程なくシュリが様子を見に訪れ、泉実の部屋で昼食を共にする流れとなった。
今日のメニューは、パンケーキだ。
やはりこの国では、昼は軽食を取るのが習慣らしい。
「今朝は一人にしてすまなかったね。何か困ったことはなかった?」
パンケーキにナイフを入れながら、シュリが穏やかに尋ねてくる。
「とても良くしてもらっています。ただ、二つほどお願いがあるんですが」
泉実は現状を説明し、仕事と学習の両方に関して率直に希望を伝えた。
「馬の世話とか、厨房の皿洗いとかなら僕にもできると思うんです。読み書きについては、どなたか時間の空いた時で構いませんので」
「……文字の学習については、すぐに対処する。仕事に関しては、もう少し待ってほしい」
「はい、もちろん……。すみません、色々とお手数をおかけします」
そう恐縮する泉実に、シュリは何か言いかけようとして、しかし思い直したように口を引き結び窓のほうを見た。

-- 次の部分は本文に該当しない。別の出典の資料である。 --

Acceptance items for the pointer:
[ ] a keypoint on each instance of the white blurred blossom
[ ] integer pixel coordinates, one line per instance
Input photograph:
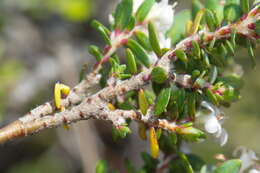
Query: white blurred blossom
(248, 159)
(212, 122)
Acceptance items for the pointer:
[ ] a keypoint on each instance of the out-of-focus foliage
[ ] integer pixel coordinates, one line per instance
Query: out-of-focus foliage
(10, 71)
(73, 10)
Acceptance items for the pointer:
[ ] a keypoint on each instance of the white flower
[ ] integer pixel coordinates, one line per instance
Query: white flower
(248, 158)
(254, 171)
(164, 41)
(212, 124)
(162, 15)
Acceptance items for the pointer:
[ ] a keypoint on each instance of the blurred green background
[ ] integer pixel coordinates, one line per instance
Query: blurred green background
(41, 38)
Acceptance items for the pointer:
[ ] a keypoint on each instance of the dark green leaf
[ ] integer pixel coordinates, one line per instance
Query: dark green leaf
(94, 50)
(131, 64)
(144, 9)
(123, 14)
(143, 40)
(213, 74)
(162, 101)
(178, 28)
(195, 7)
(257, 29)
(231, 166)
(154, 39)
(196, 49)
(139, 52)
(159, 75)
(101, 167)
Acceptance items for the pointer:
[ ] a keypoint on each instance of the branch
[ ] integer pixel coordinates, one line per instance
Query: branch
(95, 106)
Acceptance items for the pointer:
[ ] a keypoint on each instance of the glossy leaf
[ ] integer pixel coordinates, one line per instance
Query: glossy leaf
(162, 101)
(94, 50)
(123, 14)
(196, 49)
(231, 166)
(131, 64)
(197, 21)
(210, 19)
(177, 30)
(154, 146)
(159, 75)
(181, 55)
(101, 167)
(196, 5)
(144, 10)
(143, 40)
(216, 7)
(139, 52)
(103, 31)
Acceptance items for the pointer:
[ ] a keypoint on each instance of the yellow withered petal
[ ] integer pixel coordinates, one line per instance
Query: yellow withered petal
(142, 101)
(142, 131)
(197, 20)
(154, 143)
(65, 89)
(57, 95)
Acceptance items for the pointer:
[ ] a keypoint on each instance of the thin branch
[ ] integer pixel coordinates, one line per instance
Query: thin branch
(95, 106)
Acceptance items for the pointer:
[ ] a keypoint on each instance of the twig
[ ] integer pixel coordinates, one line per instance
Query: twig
(95, 106)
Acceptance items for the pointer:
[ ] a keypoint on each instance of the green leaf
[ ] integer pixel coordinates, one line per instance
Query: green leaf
(213, 74)
(191, 104)
(191, 134)
(257, 29)
(196, 49)
(231, 166)
(159, 75)
(144, 9)
(129, 166)
(196, 5)
(142, 101)
(162, 101)
(94, 50)
(210, 19)
(143, 40)
(101, 166)
(251, 52)
(120, 132)
(123, 14)
(181, 55)
(154, 39)
(104, 32)
(139, 52)
(180, 164)
(216, 7)
(177, 30)
(131, 64)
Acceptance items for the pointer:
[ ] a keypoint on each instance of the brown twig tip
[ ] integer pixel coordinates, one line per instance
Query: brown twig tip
(82, 104)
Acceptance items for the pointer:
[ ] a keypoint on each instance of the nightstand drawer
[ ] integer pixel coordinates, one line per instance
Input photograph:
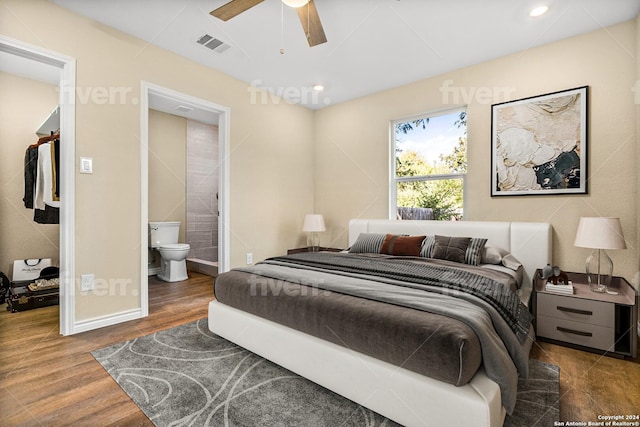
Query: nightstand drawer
(575, 309)
(576, 333)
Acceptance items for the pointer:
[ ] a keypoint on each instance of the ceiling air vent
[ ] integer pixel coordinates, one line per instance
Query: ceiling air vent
(210, 42)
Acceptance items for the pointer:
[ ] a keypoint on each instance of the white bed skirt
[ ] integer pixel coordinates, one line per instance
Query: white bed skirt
(396, 393)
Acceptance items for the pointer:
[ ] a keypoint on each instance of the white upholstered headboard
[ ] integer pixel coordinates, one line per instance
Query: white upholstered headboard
(529, 242)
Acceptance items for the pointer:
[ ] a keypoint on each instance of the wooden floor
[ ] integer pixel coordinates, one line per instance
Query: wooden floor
(50, 380)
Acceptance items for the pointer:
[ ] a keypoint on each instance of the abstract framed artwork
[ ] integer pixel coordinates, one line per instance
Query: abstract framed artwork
(539, 145)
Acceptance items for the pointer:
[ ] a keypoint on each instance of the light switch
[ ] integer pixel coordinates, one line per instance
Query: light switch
(86, 165)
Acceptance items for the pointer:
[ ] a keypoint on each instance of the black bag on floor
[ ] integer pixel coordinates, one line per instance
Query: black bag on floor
(4, 287)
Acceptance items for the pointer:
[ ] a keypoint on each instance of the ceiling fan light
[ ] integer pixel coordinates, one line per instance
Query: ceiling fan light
(295, 3)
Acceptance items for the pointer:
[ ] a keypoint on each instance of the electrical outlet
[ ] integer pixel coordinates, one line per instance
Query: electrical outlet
(87, 282)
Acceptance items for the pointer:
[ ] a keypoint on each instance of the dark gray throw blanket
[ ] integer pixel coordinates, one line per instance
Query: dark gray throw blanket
(414, 274)
(397, 281)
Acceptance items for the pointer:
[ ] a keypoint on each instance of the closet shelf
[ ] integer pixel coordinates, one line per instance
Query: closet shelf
(51, 124)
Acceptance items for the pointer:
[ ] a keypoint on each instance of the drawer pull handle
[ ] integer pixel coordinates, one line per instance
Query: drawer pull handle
(574, 310)
(571, 331)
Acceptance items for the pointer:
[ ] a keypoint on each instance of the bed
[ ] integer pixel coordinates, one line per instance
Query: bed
(342, 357)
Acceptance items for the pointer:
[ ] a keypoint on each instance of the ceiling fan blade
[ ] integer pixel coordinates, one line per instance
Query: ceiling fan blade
(233, 8)
(311, 24)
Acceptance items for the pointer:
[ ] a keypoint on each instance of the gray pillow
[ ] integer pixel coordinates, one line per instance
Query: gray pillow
(451, 248)
(368, 243)
(473, 253)
(428, 244)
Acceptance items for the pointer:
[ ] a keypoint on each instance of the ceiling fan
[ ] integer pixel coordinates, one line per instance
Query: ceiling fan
(306, 9)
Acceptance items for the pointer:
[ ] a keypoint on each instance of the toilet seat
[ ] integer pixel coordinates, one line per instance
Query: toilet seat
(175, 247)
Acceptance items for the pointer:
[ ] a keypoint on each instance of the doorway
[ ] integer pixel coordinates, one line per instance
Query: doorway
(163, 99)
(34, 57)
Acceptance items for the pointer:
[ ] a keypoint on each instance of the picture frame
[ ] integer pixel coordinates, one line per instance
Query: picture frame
(539, 144)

泉実も同じ方向に目をやると、雨は相変わらず降り続いている。
「雨、止みませんね。この時期は結構降るんですか?」
「降らない」
「え……」
「ザイルの雨季は七月。先月だった。――だが今年も前の年も、雨季を含めて雨らしい雨はほとんど降らなかった。我が国はこの一年、水不足に悩まされていたんだ」
そこで泉実は、城に来るまでに見た風景を頭に浮かべた。
夏の気候であるにもかかわらず、確かに緑は少なかったように思う。
「じゃあこの雨で、少しは水不足が解消するかもしれない」
良かったですねと、泉実は自然と表情を綻ばせて言った。
だがシュリは真顔を崩さない。泉実が『あれ?』と思った時、深い声音で応えがあった。
「ありがとう――」
その感謝の言葉が真に指すところに、この時の泉実が気づくことはなかった。